Pin It

By Robert S. Pembroke

For decades I ran a small business that employed 45 people — give or take a few. When I took over the family business, the cost of healthcare for our employees was insignificant. According to the Henry J. Kaiser Family Foundation, the annual cost of healthcare for each citizen in America was $356 in 1970. In 2016, the cost of healthcare for each American was $10,545. Now, that’s significant, folks!

Five years ago, my children put me on a permanent sabbatical and changed the locks on the door of the shop. I then became involved in trying to help small businesses reduce their cost of healthcare. People at the University of Utah Health Sciences asked me to participate in a project to change healthcare for the better. We had a number of meetings that included a group of so-called “experts” in the field of medicine. The best ideas that came out of the effort, I thought, was bundled pricing and patient-centered care. There were no answers proposed on how to reduce the cost of small-business healthcare.

I just read an article in the Wall Street Journal titled “Insurers’ Policy Warnings Raise Stakes in Health Fight” that informed us: “Hundreds of thousands of consumers across the country are getting letters from insurers warning that their health plans bought under the Affordable Care Act will be terminated at year-end, raising the alarm at a politically sensitive moment when Senate Republicans are struggling with trying to pass their own healthcare legislation.” Now is the time to enforce a “shot clock” on our Washington congressional delegation to create an effective healthcare plan for the nation.

When it comes to healthcare, everything is cheaper in the rest of the world. Global doctors, hospitals, clinics and prescription drug companies charge less than their U.S. counterparts. For example, primary-care doctors in Germany earn $120,000 a year before taxes. That’s about one-third less than the U.S. average.

But high salaries, costly medications, etc., are only part of the reason why America spends twice as much on healthcare than the rest of the world. The U.S. is on a fee-for-service payment plan, which means the more services you provide, the more fees you get.

The only possible restraint on our present system is for insurance companies to tell the healthcare system not to charge so much and not to provide unneeded services. Do you think that they really want to do that? I don’t. So, let’s take insurance companies out of the equation.

So, here’s our plan, folks. Each state will contract directly with its healthcare providers to provide quarterly healthcare for those individuals — 10 percent of the population — who are not on employer-sponsored healthcare plans, Medicaid, CHIP or Medicare. If the providers run out of money two weeks before the end of the quarter, so be it. The feds can do the same thing with Medicaid, CHIP and Medicare. This covers another 30 percent of our population. Employers can also contract directly with healthcare providers, which covers the rest of the 60 percent of our citizens.

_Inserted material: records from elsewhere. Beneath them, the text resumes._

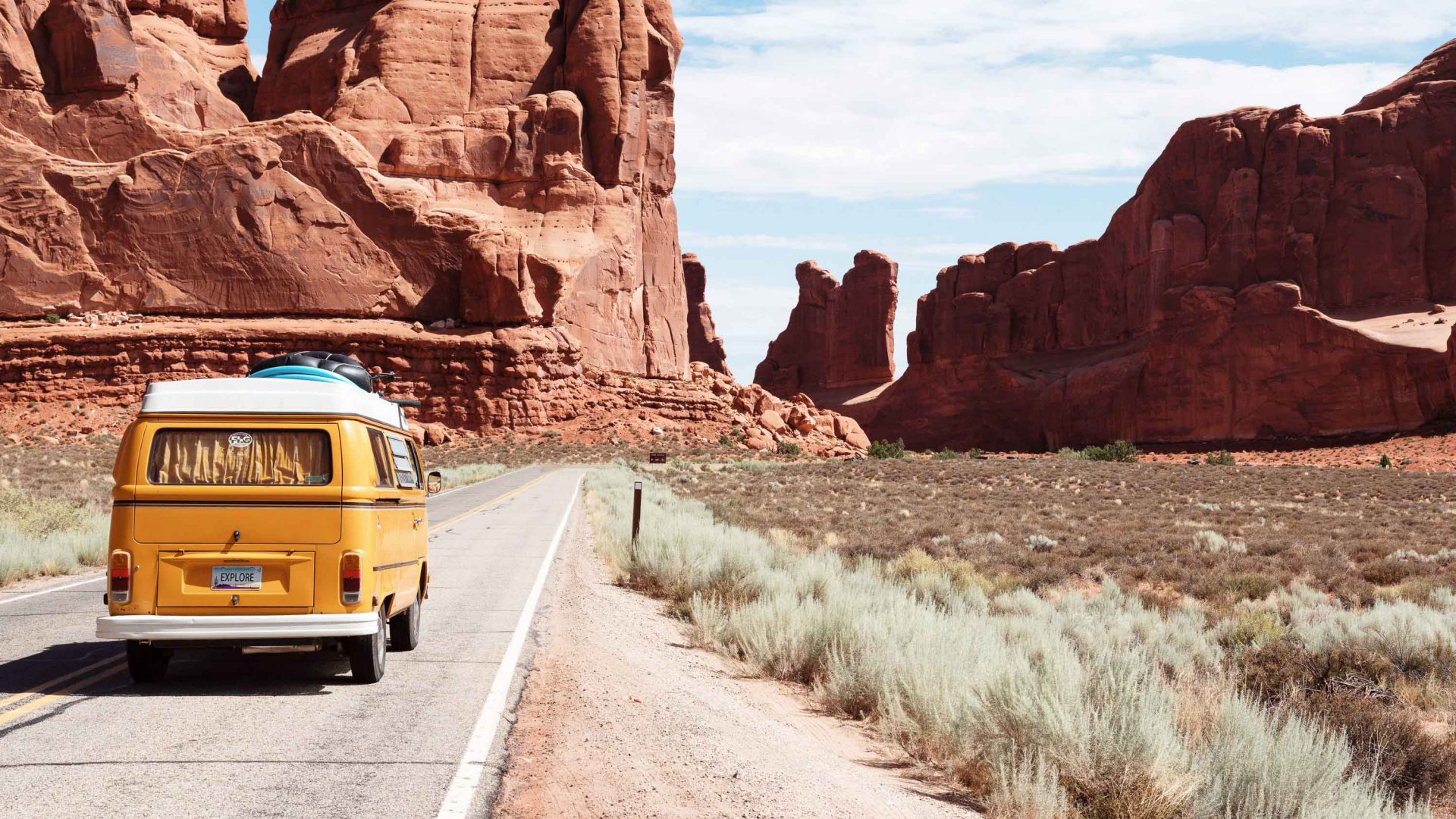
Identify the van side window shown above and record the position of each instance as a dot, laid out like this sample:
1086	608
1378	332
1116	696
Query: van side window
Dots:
382	458
414	455
405	474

As an employer or part of an employer group, I would contract with our local providers to provide our employees with all their healthcare needs. For this service, I would pay a quarterly fee for each employee. Again, if a provider runs out of money, that’s just too bad. This is a powerful incentive for the healthcare system to provide only the services that are needed. Rather than health insurance sales reps calling on me, it would be healthcare providers’ sales reps calling on me.

This concept is being used over and over by industry. In my case, it was called a “guaranteed maintenance agreement.” Our customers paid for all consumables and we paid for the maintenance of the equipment and any breakdowns. That’s not a bad way of doing things.

Robert S. Pembroke is chairman of Pembroke’s Inc. and describes himself as a small-business owner on permanent sabbatical.